南伊豆に災害対策訓練所 東大が廃校活用、11月に開設

2018/8/5 07:42
災害対策トレーニングを体験する参加者。東京大が11月に研修場所のセンターを開設する=4日午後、南伊豆町の三坂地区防災センター

 東京大は11月、南伊豆町に災害対策トレーニングセンターを開設する。小学校跡地などを活用し、自治体職員や企業の防災担当者らが実践的に災害対策を学ぶ場所とプログラムを提供する。
 廃校になった旧町立三浜小と、町が2017年に整備した三坂地区防災センターを会場として利用。座学やゲーム中心の内容ではなく、より実践に即した体験型の研修を受講できる。大学によると、国内では珍しい取り組みという。

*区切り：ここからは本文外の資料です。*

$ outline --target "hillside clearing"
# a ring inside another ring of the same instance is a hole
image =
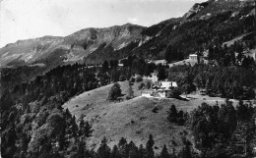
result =
[[[128,81],[119,82],[122,93],[126,94]],[[106,100],[107,93],[112,84],[105,85],[91,91],[84,92],[63,105],[70,112],[79,118],[84,116],[93,124],[93,136],[89,139],[89,146],[97,148],[103,136],[108,138],[108,144],[112,147],[117,144],[121,137],[133,140],[137,145],[146,144],[149,134],[153,134],[155,139],[156,152],[160,152],[163,143],[169,149],[173,146],[180,149],[182,146],[181,137],[186,131],[185,127],[170,125],[167,120],[166,111],[172,104],[177,109],[191,111],[207,102],[216,104],[217,98],[207,100],[204,98],[181,101],[177,99],[155,99],[141,97],[141,90],[138,90],[138,82],[133,87],[135,98],[122,102],[109,102]],[[125,96],[124,96],[125,98]],[[219,98],[220,99],[220,98]],[[224,102],[221,98],[219,103]],[[153,109],[158,107],[158,113],[153,113]],[[174,140],[174,141],[172,141]],[[173,144],[174,143],[174,144]]]

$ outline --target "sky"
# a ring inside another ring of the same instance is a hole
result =
[[[206,0],[0,0],[0,48],[20,39],[66,36],[127,23],[150,26]]]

 災害対策本部の運営、情報収集と伝達、支援物資の受け入れと運搬などのプログラムを用意。(1)小学校体育館に避難所を開設する(2)ドローンを使った被害状況の確認(3)罹災(りさい)証明書発行のための家屋の応急危険度判定(4)支援物資の仕分け、運搬-などを実際に体験してもらう。
 8月2~5日に会場で、研修内容や運営方法を確認する検証会を開いている。災害ボランティアを含む県内外の76人が参加。4日は「海岸線が入り組み、孤立地域発生も懸念される南伊豆町に応援に入る」との想定で研修に臨んだ。
 町内には東京大の研究施設があり、町が会場提供を快諾したため、開設場所に決めたという。同大講師の沼田宗純さんは「頭だけでなく体でも災害対応力を身につけてほしい」と話している。